This Article is From Dec 20, 2014

Barack Obama Vows US Response to North Korea Over Sony Cyber Attack

Barack Obama Vows US Response to North Korea Over Sony Cyber Attack

File: US President Barack Obama. (Reuters Photo)

Washington, United States: President Barack Obama vowed that the United States will respond to the devastating cyberattack on Sony Pictures blamed on the North Korean government.

Obama said the cyberattack "caused a lot of damage" to Sony but that he believed the company made a mistake in canceling the release of "The Interview," a comedy portraying the assassination of the North Korean leader, Kim Jong Un.

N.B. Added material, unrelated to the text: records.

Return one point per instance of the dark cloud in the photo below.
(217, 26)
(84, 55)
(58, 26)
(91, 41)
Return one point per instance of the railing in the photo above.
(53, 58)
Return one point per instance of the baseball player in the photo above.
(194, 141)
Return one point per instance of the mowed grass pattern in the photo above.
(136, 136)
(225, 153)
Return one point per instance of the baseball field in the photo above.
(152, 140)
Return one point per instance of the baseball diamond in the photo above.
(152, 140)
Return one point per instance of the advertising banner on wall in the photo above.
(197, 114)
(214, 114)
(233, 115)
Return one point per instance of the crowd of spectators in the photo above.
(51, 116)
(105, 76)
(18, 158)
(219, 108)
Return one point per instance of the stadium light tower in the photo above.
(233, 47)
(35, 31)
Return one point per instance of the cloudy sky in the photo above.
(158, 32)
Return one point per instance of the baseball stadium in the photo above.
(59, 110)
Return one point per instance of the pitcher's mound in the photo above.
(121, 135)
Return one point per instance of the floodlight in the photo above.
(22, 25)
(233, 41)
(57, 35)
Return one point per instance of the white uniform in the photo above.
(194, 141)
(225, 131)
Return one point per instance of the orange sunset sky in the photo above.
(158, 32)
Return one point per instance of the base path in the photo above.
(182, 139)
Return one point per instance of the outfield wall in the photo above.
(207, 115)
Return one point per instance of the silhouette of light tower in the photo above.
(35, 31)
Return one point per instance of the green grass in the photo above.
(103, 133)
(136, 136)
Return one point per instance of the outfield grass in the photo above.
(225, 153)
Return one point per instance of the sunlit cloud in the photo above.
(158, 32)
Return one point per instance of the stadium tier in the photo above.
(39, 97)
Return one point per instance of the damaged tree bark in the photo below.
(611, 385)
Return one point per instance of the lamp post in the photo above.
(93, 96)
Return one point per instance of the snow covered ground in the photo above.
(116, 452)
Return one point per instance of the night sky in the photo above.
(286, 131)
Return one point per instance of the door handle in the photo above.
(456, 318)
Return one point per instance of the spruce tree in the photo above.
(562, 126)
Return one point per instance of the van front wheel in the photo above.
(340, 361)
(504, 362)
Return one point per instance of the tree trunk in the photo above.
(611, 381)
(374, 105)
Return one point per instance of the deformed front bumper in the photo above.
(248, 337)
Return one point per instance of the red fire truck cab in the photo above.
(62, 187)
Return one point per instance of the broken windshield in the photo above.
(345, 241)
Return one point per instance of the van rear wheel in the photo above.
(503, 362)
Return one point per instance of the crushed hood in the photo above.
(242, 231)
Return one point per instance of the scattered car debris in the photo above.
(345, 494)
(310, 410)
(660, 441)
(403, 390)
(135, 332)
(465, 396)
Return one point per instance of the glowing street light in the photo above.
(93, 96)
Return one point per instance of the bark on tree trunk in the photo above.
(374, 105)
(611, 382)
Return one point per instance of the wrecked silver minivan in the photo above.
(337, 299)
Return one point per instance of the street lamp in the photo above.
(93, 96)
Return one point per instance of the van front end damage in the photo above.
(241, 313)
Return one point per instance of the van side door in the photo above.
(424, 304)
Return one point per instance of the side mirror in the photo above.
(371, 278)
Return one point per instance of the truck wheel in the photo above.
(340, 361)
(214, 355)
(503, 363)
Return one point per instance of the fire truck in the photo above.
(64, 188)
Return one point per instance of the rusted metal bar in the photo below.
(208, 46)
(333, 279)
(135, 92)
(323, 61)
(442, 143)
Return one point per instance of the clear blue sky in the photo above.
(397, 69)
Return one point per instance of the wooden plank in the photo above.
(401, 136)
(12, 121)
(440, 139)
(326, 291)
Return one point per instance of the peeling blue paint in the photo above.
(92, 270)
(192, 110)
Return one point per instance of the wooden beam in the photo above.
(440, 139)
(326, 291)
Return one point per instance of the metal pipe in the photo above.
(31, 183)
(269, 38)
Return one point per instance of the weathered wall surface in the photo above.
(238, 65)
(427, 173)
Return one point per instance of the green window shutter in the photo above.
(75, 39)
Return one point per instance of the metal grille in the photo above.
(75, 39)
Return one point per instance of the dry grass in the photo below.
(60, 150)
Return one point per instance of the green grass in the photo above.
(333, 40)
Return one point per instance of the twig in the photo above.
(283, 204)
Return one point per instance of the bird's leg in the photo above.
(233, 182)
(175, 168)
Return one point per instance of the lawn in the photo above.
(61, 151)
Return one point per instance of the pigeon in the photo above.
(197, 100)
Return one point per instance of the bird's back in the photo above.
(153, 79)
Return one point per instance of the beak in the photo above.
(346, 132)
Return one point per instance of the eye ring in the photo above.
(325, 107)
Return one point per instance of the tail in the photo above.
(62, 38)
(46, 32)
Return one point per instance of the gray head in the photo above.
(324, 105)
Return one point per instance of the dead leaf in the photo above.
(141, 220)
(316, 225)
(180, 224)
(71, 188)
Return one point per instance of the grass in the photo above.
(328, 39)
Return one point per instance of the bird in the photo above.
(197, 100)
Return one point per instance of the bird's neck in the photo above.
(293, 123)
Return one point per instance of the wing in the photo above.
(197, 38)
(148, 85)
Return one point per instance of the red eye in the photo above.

"We will respond," Obama told an end-of-year news conference. "We'll respond proportionally, and we'll respond in a place and time and manner that we choose."

Two hours before he spoke, the FBI announced that investigators had determined that North Korea was behind the hacking of Sony, calling it an unacceptable act of state-sponsored "intimidation."

Obama said North Korea appeared to have acted alone.

It was the first time the United States had directly accused another country of a cyberattack of such magnitude on American soil and sets up a possible new confrontation between longtime foes Washington and Pyongyang.

The destructive nature of the attack, and threats from the hackers that led the Hollywood studio to pull the movie, set it apart from previous cyber intrusions, the FBI said.

A North Korean U.N. diplomat said Pyongyang had nothing to do with the cyberattack. "DPRK (North Korea) is not part of this," the diplomat told Reuters on condition of anonymity.

Obama said he wished that Sony had spoken to him before yanking the movie, suggesting it could set a bad precedent. "I think they made a mistake," he said. "I wish they'd spoken to me first."

He added: "We cannot have a society in which some dictator someplace can start imposing censorship here in the United States."

Despite that, Obama's options for responding to the computer attack by the impoverished state appeared limited.

North Korea has been subject to U.S. sanctions for more than 50 years, but they have had little effect on its human rights policies or its development of nuclear weapons. It has become expert in hiding its often criminal money-raising activities, largely avoiding traditional banks.

The FBI said technical analysis of malware used in the Sony attack found links to malware that "North Korean actors" had developed and found a "significant overlap" with "other malicious cyber activity" previously linked to Pyongyang.